Although peptides matching enolase1 and arrestin1 were most prevalent in the 125-kDa band, several other proteins were also identified that were represented by at least two peptides in the two different species: aldolase C, glutamate dehydrogenase, and lactate dehydrogenase. The presence of these proteins in the 125-kDa complex was determined by Western blot analysis of cross-linked bovine retinal samples, probed with antibodies specific for each of these proteins (
Fig. 1C). Although each antibody reacted with at least one band in the extract, none of the antibodies reacted with the 125-kDa band in which both arrestin1 and enolase1 were present. The lack of correspondence with the 125-kDa band suggests that these other proteins identified by mass spectrometry are simply nonspecific contaminants.
Since cross-linking has the potential to artificially link proteins that are in very close proximity, but without any direct association, the interaction between enolase1 and arrestin1 was confirmed by immunoprecipitation with an anti-enolase1 antibody (
Fig. 2). Bovine retinas that had been treated with 2.5 mM DSP cross-linker or left untreated were incubated with magnetic beads coated with protein G and Enol1-8 monoclonal antibody. Western blot analysis of the precipitated material showed that the enolase1 antibody captured both enolase1 (
Fig. 2A) and arrestin1 (
Fig. 2B). Importantly, arrestin1 was pulled down, even in retinal extracts that had not been stabilized by the DSP cross-linker.

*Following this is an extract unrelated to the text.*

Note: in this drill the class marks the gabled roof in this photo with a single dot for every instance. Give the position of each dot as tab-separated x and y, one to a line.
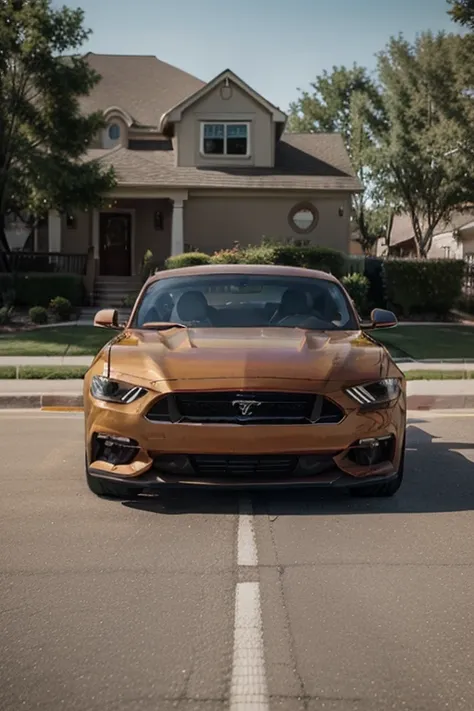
316	161
174	112
142	86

To determine whether tubulin was also immunoprecipitated with enolase1 and arrestin1, a replica blot was probed with anti-tubulin antibody (
Fig. 2C). No reactivity was noted, even though the control (
Fig. 2C, inset) showed that the anti-tubulin antibody recognizes a robust band in the whole retinal extract. The association between arrestin1 and enolase appears to be specific for the enolase1 isoform, since immunoprecipitation with an enolase2-specific antibody did not pull down any arrestin1 (
Fig. 2D); the control blot developed with an enolase2 antibody demonstrates that the enolase2 antibody was effective at pulling down enolase2 (
Fig. 2E). Additional control blots without any precipitating antibody (
Figs. 2F,
2G) or with an irrelevant anti-transducin-α antibody (
Fig. 2H,
2I) did not pull down enolase1 or arrestin1.
To test whether the association of arrestin1 with enolase1 is dependent on the illumination conditions, we used adult
Xenopus retinas, since the lighting conditions can be readily manipulated in the laboratory. Fresh retinas were isolated from adult
Xenopus and then cross-linked with 2.5 mM DSP after the eyes had been either dark adapted for 3 hours or light adapted for 45 minutes (
Fig. 3B). The 125-kDa complex was present only in extracts prepared from the dark-adapted eye.